The Extreme Deep Bass Port certainly works. The buds have the strongest bass response on test, unfortunately this is at the expense of the treble, producing a very narrow sound stage. Additionally because the buds are so large they just aren’t very comfortable.
Build quality is good though; with a rubber protector, solid cable splitter and reinforced 3.5mm jack, which although isn’t angled, feels far stronger than the Skullcandy pair.
Overall: Bass performance is certainly extreme, but unfortunately it’s at the expense of comfort.
With a bronze and maroon housing, if these ear buds from headphone stalwart Sennheiser look fairly feminine, it’s because they are designed for women and consequently suit listeners with smaller ears.
The CX281’s are certainly extremely comfortable to wear, fitting snugly in our lugs, with three silicon adapters to suit different ear sizes.
Extras include an in-line volume control and adaptor that plugs into the 3.5mm jack for sharing music with a friend.
Audio performance is the most balanced here, creating a wide-open sound that provides more bass than the Philips, without being the expense of the treble.
From the braided-cable design and slide (to help prevent tangling) to the angled 3.5mm jack and carrying case, these feel like a quality product and you even get a 2-year warranty.
Overall: Sure the style might not appeal to everyone, but built to the high standard Sennheiser is famous for, these female-focused ear buds provide a wide excellent sound and come with some nice extras.
Top marks to Philips, these metal and red tipped ear buds look stylish – if slightly reminiscent of iBeats by Dr Dre. The metal housing isn’t just for appearances, it’s designed to absorb vibration. The quality feel is carried through to the 1.2m protected cable and its anti-tangle slider and angled gold-plated 3.5mm jack.
The buds are angled slightly to fit into your ear canal and certainly feels comfortable and snug.

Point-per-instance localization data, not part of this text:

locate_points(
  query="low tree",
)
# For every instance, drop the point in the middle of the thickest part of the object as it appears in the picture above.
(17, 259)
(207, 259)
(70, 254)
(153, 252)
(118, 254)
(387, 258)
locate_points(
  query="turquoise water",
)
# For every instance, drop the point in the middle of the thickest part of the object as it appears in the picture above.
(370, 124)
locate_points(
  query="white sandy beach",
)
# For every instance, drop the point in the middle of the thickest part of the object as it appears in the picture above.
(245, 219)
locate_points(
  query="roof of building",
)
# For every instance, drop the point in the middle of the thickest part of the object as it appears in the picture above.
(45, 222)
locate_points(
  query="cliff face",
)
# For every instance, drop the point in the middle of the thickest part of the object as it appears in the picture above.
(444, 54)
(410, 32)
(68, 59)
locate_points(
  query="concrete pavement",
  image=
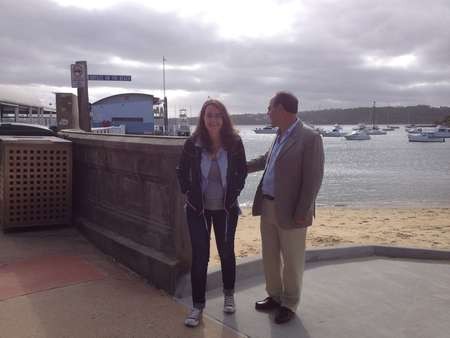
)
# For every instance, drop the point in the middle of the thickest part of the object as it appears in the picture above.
(54, 283)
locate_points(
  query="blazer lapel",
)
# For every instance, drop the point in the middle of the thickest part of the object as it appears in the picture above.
(291, 140)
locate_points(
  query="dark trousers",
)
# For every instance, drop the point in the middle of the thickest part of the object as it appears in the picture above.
(200, 229)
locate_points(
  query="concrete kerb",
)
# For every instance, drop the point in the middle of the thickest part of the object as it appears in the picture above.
(252, 266)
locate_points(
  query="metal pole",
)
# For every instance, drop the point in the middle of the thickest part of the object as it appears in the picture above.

Along with three sizes of silicone cap you get foam tips that can squeezed to fit the exact shape of your ear and block out external noise.
The SHE9000 are at their best with songs with lots of vocal, the treble is very detailed and among the best here, although this is at the expense of the bass, resulting in a sound that is less balanced than the Sennheiser.
Overall: Top-quality build matched by comfort. Great for tracks with acoustic and vocal, but not the best choice for bass fans.
£50, from Sony
Sony’s entry into our round-up are the most expensive pair of headphone here, due to some tasty active noise-cancelling technology. Powered by an AAA battery, flick the in-line controller to reduce external noise by 87.4%. We tested this on a busy street and in our office and really struggled to notice a great deal of difference between the natural noise isolation provided by the snug fit of the bud and the noise-cancelling tech. Impressively you get a 100 hours listening per battery.
In addition, the MDR-NC13’s aren’t very comfortable; like the JVC’s the larger element feels too heavy, in our ear, although people with larger ears may find it less of a problem.
Sound quality is good though and the neck-chain style cord is useful especially if you are on an aeroplane and extras include a carrying pouch, three silicon tips and and an adaptor.
Overall: Good audio performance, but if noise-cancellation is your main preference there are better headphones to choose from.